The strictly financial part of the calculation is important, but personal cost of volatility may be even more important for those in a position to choose to rent or buy. I suggest it should also give pause to those who plan to build extensive social capital somewhere long term, but continue to rent.

I view real estate ownership as a personal hedge. As we’ve seen in San Francisco from displacement of those in less lucrative sectors, rent that floats exposes you directly to the prosperity — and inflation — of all sectors in a region: in the future, that sector may not be your own. Property taxes expose you to this effect, but it is attenuated in magnitude (doubly so by California’s Prop 13). The inflation of rents rendering your employment in a sector in a place obsolete is not so important if you can pick up and move, but it can prove socially expensive (and not priced in) if you have roots, are a contributor to civil society and/or have children. I feel badly for lifetime-renters-by-necessity those whose social capital is wiped out by these fluctuations without any compensation.

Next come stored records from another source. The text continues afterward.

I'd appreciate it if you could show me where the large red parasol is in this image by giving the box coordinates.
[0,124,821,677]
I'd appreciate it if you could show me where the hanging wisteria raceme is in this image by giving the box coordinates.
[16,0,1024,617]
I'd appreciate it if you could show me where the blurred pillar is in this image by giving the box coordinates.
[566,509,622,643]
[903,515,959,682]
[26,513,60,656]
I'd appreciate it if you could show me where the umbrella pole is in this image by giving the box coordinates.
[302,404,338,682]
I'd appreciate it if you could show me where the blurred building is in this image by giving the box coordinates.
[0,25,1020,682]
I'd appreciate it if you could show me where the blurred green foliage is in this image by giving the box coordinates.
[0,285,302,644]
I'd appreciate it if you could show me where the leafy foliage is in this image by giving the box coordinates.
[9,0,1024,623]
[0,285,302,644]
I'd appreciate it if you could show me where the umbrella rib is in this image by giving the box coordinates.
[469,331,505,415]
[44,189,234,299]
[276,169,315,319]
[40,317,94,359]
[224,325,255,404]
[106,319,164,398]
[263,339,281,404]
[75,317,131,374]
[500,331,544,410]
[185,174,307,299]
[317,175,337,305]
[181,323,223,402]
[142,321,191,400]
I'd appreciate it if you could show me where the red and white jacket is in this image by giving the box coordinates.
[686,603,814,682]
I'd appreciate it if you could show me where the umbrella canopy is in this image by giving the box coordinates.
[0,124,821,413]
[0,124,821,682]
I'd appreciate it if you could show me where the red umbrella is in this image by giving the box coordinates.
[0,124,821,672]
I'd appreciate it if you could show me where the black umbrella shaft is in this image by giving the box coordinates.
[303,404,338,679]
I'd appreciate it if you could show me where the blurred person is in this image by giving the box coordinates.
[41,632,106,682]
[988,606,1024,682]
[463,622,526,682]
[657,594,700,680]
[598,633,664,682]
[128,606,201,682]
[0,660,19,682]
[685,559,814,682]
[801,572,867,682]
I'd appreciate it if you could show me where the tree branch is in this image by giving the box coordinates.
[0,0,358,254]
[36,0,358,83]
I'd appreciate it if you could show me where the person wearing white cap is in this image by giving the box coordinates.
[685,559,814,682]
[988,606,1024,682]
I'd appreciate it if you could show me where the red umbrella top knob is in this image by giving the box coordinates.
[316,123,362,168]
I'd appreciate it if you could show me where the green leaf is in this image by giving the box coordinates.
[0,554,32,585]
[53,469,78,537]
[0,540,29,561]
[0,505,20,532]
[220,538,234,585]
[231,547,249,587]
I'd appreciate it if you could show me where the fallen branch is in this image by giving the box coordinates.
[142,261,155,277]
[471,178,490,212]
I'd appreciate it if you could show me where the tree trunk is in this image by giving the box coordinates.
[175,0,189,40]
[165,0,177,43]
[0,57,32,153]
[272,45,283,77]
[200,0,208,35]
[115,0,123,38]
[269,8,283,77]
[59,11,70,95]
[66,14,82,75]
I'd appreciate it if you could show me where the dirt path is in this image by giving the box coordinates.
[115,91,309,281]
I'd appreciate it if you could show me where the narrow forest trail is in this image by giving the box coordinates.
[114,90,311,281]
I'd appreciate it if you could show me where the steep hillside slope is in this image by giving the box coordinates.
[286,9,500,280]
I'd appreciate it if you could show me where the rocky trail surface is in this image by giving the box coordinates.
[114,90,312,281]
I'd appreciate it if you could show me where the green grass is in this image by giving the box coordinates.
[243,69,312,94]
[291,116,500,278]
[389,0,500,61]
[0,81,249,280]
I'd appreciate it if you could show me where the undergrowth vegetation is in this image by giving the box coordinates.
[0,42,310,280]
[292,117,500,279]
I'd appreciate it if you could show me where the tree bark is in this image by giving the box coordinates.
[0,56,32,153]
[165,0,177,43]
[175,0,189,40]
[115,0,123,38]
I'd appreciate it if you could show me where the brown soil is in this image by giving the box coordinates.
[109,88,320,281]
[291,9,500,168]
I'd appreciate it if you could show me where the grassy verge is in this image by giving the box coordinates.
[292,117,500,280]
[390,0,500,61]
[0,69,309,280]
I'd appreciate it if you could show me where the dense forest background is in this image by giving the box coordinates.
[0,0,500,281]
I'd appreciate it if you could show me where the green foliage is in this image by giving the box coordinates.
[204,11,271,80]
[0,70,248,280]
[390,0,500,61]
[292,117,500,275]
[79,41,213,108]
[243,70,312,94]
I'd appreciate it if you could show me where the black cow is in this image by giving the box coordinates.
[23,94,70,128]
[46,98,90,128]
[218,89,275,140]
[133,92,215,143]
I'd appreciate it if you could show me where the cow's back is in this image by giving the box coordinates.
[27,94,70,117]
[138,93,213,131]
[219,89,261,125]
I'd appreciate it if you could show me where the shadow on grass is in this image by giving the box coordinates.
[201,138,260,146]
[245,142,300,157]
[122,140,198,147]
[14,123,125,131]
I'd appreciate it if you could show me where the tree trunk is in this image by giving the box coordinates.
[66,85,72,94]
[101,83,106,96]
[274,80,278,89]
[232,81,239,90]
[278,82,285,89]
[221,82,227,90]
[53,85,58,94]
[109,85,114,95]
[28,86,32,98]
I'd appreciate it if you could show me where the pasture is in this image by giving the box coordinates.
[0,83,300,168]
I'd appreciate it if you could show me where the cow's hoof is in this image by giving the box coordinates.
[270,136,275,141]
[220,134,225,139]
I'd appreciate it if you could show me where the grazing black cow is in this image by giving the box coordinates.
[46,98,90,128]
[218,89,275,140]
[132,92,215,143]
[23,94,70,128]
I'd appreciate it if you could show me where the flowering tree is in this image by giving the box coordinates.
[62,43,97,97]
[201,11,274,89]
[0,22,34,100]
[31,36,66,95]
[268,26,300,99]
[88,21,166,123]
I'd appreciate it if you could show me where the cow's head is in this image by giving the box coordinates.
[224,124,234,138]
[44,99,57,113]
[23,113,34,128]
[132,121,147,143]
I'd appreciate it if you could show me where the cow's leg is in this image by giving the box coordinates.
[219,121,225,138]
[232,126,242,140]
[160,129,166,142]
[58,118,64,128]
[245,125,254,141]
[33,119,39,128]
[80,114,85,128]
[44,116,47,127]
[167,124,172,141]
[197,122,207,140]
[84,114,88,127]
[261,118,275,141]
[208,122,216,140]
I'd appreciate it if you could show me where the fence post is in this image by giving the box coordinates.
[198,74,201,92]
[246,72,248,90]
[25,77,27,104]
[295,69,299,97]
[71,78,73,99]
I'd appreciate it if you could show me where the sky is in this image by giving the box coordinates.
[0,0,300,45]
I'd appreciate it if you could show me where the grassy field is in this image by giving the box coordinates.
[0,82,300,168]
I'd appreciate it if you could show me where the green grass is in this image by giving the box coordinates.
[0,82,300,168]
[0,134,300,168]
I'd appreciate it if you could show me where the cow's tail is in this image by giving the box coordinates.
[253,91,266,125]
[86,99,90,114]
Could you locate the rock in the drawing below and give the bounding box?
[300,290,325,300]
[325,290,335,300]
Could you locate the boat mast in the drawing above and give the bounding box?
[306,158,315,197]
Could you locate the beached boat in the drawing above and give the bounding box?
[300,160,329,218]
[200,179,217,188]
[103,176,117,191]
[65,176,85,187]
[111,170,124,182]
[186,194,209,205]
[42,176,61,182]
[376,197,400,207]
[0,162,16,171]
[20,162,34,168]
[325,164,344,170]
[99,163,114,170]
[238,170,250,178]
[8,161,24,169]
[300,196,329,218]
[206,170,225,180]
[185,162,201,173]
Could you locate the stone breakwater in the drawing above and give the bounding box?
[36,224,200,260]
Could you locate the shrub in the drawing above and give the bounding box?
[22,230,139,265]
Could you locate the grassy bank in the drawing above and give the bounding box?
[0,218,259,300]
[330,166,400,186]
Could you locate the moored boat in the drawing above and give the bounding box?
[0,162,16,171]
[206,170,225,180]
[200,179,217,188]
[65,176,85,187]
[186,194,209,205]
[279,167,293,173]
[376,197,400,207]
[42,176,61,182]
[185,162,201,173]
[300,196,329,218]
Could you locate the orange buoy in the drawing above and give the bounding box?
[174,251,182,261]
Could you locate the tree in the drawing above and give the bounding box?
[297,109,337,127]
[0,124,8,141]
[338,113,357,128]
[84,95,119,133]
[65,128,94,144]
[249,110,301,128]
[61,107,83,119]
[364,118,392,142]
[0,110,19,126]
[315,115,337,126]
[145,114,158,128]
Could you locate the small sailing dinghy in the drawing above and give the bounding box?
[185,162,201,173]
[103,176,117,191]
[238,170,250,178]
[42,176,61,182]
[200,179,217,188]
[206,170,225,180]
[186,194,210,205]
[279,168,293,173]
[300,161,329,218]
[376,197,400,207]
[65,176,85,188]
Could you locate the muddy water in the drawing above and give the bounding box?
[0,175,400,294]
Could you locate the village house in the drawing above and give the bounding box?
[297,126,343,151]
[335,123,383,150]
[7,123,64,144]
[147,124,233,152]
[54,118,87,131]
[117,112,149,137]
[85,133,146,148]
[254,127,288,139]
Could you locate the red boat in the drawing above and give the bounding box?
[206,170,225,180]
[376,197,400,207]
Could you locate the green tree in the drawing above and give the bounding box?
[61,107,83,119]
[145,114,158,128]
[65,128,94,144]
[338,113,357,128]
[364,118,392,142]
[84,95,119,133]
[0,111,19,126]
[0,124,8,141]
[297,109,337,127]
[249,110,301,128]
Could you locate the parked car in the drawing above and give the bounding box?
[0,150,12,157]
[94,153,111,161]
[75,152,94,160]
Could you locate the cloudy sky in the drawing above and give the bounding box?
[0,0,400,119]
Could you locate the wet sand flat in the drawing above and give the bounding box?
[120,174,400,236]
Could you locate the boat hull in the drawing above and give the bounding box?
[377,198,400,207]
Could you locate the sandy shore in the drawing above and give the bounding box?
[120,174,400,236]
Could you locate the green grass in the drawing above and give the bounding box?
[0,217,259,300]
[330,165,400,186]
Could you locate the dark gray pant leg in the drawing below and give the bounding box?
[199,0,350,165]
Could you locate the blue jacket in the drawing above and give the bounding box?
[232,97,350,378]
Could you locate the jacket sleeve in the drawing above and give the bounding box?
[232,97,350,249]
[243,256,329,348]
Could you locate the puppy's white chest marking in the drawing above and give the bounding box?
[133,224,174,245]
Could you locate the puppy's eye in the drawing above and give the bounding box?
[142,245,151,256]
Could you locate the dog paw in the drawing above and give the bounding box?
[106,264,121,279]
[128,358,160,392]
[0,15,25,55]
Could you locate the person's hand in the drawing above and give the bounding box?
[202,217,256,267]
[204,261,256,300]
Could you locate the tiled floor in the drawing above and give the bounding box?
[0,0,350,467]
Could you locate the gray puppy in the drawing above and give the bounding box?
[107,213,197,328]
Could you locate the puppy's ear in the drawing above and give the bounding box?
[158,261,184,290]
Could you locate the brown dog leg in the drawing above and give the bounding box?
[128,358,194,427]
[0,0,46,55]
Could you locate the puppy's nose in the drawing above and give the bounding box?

As I see it, buying reduces the cross section of your outgoing flows to more radical local fluctuations, binding it to fixed or more moderate internationally-floating indicators (like ten-year treasuries, or LIBOR).

Notably, no major family outgoing flow is so volatile: groceries have similar costs nationwide. Many other goods are globalized, have substitute options, and little friction: housing stands out as the big exception.